SLC5A8-Mediated Switching of STAT3 from a Pro-Oncogenic Signal into a Proapoptotic Signal in Breast Cancer. Revision.

摘要

The purpose of this study is to establish the functional significance of SLC5A8, a butyrate transporter and tumor suppressor, in STAT3 associated cellular apoptosis. In normal mammary epithelium both STAT3 and SLC5A8 are active and functional and thus it maintains the cellular homeostasis by regulation of cellular apoptosis.

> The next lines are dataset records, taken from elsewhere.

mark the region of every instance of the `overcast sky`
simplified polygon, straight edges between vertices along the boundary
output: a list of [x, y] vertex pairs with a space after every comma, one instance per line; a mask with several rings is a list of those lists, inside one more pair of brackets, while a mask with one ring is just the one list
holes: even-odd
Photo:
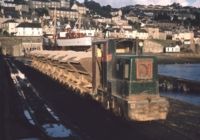
[[[83, 2], [84, 0], [78, 0]], [[154, 4], [154, 5], [168, 5], [174, 2], [180, 3], [182, 6], [195, 6], [200, 7], [200, 0], [94, 0], [99, 2], [101, 5], [111, 5], [114, 8], [123, 7], [126, 5], [134, 5], [134, 4]]]

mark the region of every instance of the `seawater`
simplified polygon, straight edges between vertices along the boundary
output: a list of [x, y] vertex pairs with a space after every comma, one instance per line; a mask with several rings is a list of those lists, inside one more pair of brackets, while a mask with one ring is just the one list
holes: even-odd
[[[158, 73], [200, 82], [200, 64], [167, 64], [159, 65]], [[161, 96], [173, 98], [200, 106], [200, 93], [181, 93], [174, 91], [160, 92]]]
[[158, 73], [200, 82], [200, 64], [158, 65]]

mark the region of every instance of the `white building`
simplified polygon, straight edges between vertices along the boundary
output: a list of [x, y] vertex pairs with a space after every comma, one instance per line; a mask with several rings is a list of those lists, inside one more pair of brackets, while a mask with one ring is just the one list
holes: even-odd
[[172, 40], [191, 40], [194, 39], [194, 33], [193, 32], [183, 32], [183, 33], [177, 33], [173, 34]]
[[15, 34], [17, 32], [16, 27], [19, 25], [15, 20], [7, 20], [2, 23], [1, 28], [7, 31], [9, 34]]
[[23, 22], [17, 26], [16, 36], [42, 36], [42, 27], [39, 23]]
[[166, 53], [170, 53], [170, 52], [178, 53], [180, 51], [181, 51], [181, 49], [180, 49], [179, 45], [176, 45], [174, 47], [165, 47], [165, 52]]
[[78, 2], [74, 3], [74, 4], [72, 5], [71, 9], [77, 10], [78, 13], [81, 14], [81, 15], [85, 15], [86, 12], [87, 12], [87, 10], [88, 10], [88, 9], [85, 7], [84, 4], [81, 4], [81, 3], [78, 3]]

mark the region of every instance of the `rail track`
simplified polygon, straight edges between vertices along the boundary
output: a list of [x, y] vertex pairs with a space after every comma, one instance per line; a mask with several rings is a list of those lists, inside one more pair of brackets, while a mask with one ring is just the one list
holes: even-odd
[[45, 139], [79, 140], [80, 137], [74, 131], [65, 127], [60, 118], [40, 97], [38, 91], [12, 60], [7, 58], [6, 62], [23, 106], [23, 116], [29, 124], [40, 130]]
[[[174, 126], [172, 119], [145, 123], [122, 120], [101, 108], [96, 102], [85, 101], [87, 99], [82, 99], [76, 94], [69, 93], [72, 91], [68, 91], [62, 85], [42, 75], [40, 72], [19, 62], [17, 62], [17, 65], [30, 77], [33, 84], [41, 91], [41, 96], [51, 103], [63, 120], [70, 120], [77, 129], [85, 133], [85, 135], [90, 135], [88, 139], [198, 140], [199, 138], [198, 136], [190, 136], [180, 127]], [[46, 83], [51, 88], [47, 90], [45, 88], [46, 85], [38, 84], [38, 80]], [[181, 116], [177, 116], [177, 120], [178, 117]], [[176, 122], [174, 123], [176, 124]], [[183, 119], [177, 125], [180, 125], [180, 123], [186, 124]]]

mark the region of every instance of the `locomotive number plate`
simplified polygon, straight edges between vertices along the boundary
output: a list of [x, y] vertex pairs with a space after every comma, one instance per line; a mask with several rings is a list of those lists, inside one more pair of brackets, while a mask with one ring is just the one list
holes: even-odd
[[136, 59], [136, 79], [150, 80], [153, 78], [152, 59]]

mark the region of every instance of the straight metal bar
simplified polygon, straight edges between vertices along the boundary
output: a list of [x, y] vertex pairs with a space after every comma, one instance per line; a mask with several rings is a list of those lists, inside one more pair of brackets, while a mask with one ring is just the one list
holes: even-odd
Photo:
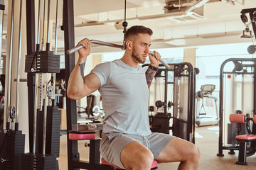
[[[124, 50], [124, 47], [121, 45], [117, 45], [117, 44], [113, 44], [113, 43], [110, 43], [110, 42], [95, 40], [90, 40], [90, 42], [92, 44], [101, 45], [105, 45], [105, 46], [108, 46], [108, 47], [117, 47], [117, 48], [120, 48], [122, 50]], [[67, 51], [67, 54], [70, 55], [81, 48], [82, 48], [82, 45], [78, 45], [73, 48], [68, 50]], [[151, 52], [151, 51], [149, 52], [149, 54], [152, 55], [154, 55], [154, 52]], [[159, 62], [161, 62], [166, 67], [167, 69], [171, 69], [171, 67], [166, 62], [164, 62], [162, 59], [159, 59]]]

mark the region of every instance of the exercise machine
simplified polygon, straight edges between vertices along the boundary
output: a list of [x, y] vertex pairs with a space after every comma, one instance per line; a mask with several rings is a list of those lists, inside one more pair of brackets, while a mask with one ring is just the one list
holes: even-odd
[[[58, 9], [58, 1], [56, 1]], [[35, 1], [26, 1], [27, 55], [25, 72], [27, 72], [28, 96], [29, 152], [21, 155], [22, 169], [58, 169], [60, 151], [60, 110], [55, 106], [55, 76], [60, 72], [60, 56], [50, 50], [50, 7], [48, 1], [47, 42], [40, 44], [41, 4], [38, 1], [38, 38], [35, 46]], [[44, 8], [46, 8], [44, 1]], [[57, 13], [56, 10], [56, 13]], [[43, 11], [43, 17], [45, 16]], [[57, 14], [56, 14], [57, 16]], [[56, 20], [57, 20], [56, 16]], [[43, 25], [45, 20], [43, 18]], [[57, 23], [57, 21], [55, 22]], [[57, 28], [57, 26], [55, 26]], [[56, 42], [56, 36], [55, 36]], [[46, 49], [45, 49], [46, 47]], [[53, 85], [48, 81], [53, 74]], [[40, 77], [40, 79], [39, 79]], [[44, 81], [43, 80], [44, 78]], [[39, 97], [38, 97], [39, 96]], [[39, 100], [38, 100], [39, 99]]]
[[[160, 64], [155, 75], [155, 91], [163, 89], [164, 94], [158, 93], [158, 95], [150, 96], [151, 100], [156, 101], [157, 108], [154, 115], [149, 113], [151, 129], [152, 132], [166, 134], [169, 134], [171, 130], [173, 135], [194, 143], [196, 73], [191, 63], [169, 65], [171, 69]], [[146, 66], [149, 64], [142, 67]], [[160, 79], [163, 83], [159, 83]], [[164, 88], [161, 88], [161, 84]], [[151, 113], [152, 106], [149, 109]]]
[[[242, 125], [246, 126], [247, 134], [238, 134], [235, 136], [235, 140], [238, 142], [238, 161], [235, 162], [236, 164], [248, 165], [246, 162], [246, 157], [252, 156], [256, 152], [256, 135], [252, 133], [250, 121], [252, 122], [254, 125], [256, 125], [256, 115], [253, 118], [250, 117], [250, 114], [230, 114], [230, 123], [236, 123], [236, 125], [241, 128]], [[250, 144], [248, 144], [250, 143]]]
[[[220, 67], [220, 121], [218, 156], [223, 157], [223, 150], [234, 154], [240, 144], [236, 136], [246, 134], [245, 124], [231, 123], [230, 114], [246, 113], [253, 118], [256, 107], [256, 59], [230, 58]], [[252, 135], [256, 134], [255, 124], [250, 125]], [[254, 147], [250, 142], [248, 149]]]
[[[204, 84], [200, 88], [196, 94], [196, 124], [198, 126], [206, 125], [216, 125], [218, 124], [218, 107], [217, 107], [217, 97], [213, 96], [213, 92], [215, 89], [214, 84]], [[206, 99], [206, 102], [205, 102]], [[206, 110], [204, 103], [210, 103], [211, 105], [208, 107], [211, 110]], [[201, 105], [200, 105], [201, 104]], [[210, 115], [207, 114], [207, 111], [215, 112], [215, 116], [213, 114]]]
[[[4, 1], [0, 1], [0, 18], [1, 20], [1, 36], [2, 36], [2, 25], [4, 18], [4, 10], [5, 6]], [[19, 17], [19, 30], [18, 30], [18, 49], [19, 53], [18, 57], [17, 62], [17, 79], [16, 86], [18, 86], [20, 81], [19, 74], [20, 74], [20, 60], [21, 60], [21, 13], [22, 13], [22, 2], [20, 3], [20, 10], [16, 11], [20, 12]], [[15, 90], [11, 88], [12, 83], [12, 61], [13, 61], [13, 40], [14, 40], [14, 1], [11, 1], [11, 32], [10, 32], [10, 48], [9, 56], [9, 70], [8, 77], [6, 79], [6, 91], [5, 91], [5, 101], [6, 101], [6, 127], [3, 127], [0, 132], [0, 169], [21, 169], [21, 154], [24, 152], [25, 147], [25, 135], [22, 134], [22, 131], [18, 129], [18, 89], [16, 88], [16, 98], [15, 106], [11, 106], [11, 91]], [[1, 52], [0, 52], [1, 54]], [[3, 81], [2, 81], [3, 82]], [[3, 84], [2, 84], [3, 85]], [[1, 110], [4, 108], [1, 106]]]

However, many cancers including breast cancer is associated with constitutively active STAT3 with inactive SLC5A8 expression.Either the functional co-operation between the STAT3 and SLC5A8 in normal mammary epithelium or the functional redundancy between STAT3 and SLC5A8 in human breast cancer is not known. In order to understand the functional implication of SLC5A8 in STAT3 associated cellular apoptosis and pro-oncogenic potential in human mammary epithelium, we have developed a stable cell lines in human normal mammary epithelial cell line that express the functional STAT3 and SLC5A8, HMEC and MCF10A, with constitutively active STAT3 (STAT3C). Further, we have developed a stable cell line in these cells with SLC5A8shRNA. To check the functional importance of SLC5A8 in STAT3 associated apoptosis, we have developed a stable cell lines in human breast cancer cell line MCF7, which constitutively express STAT3 with undetectable expression of SLC5A8, with functional SLC5A8. We are using these stable cell lines to delineate the molecular signaling involved in regulation of STAT3 and SLC5A8 in human mammary epithelium.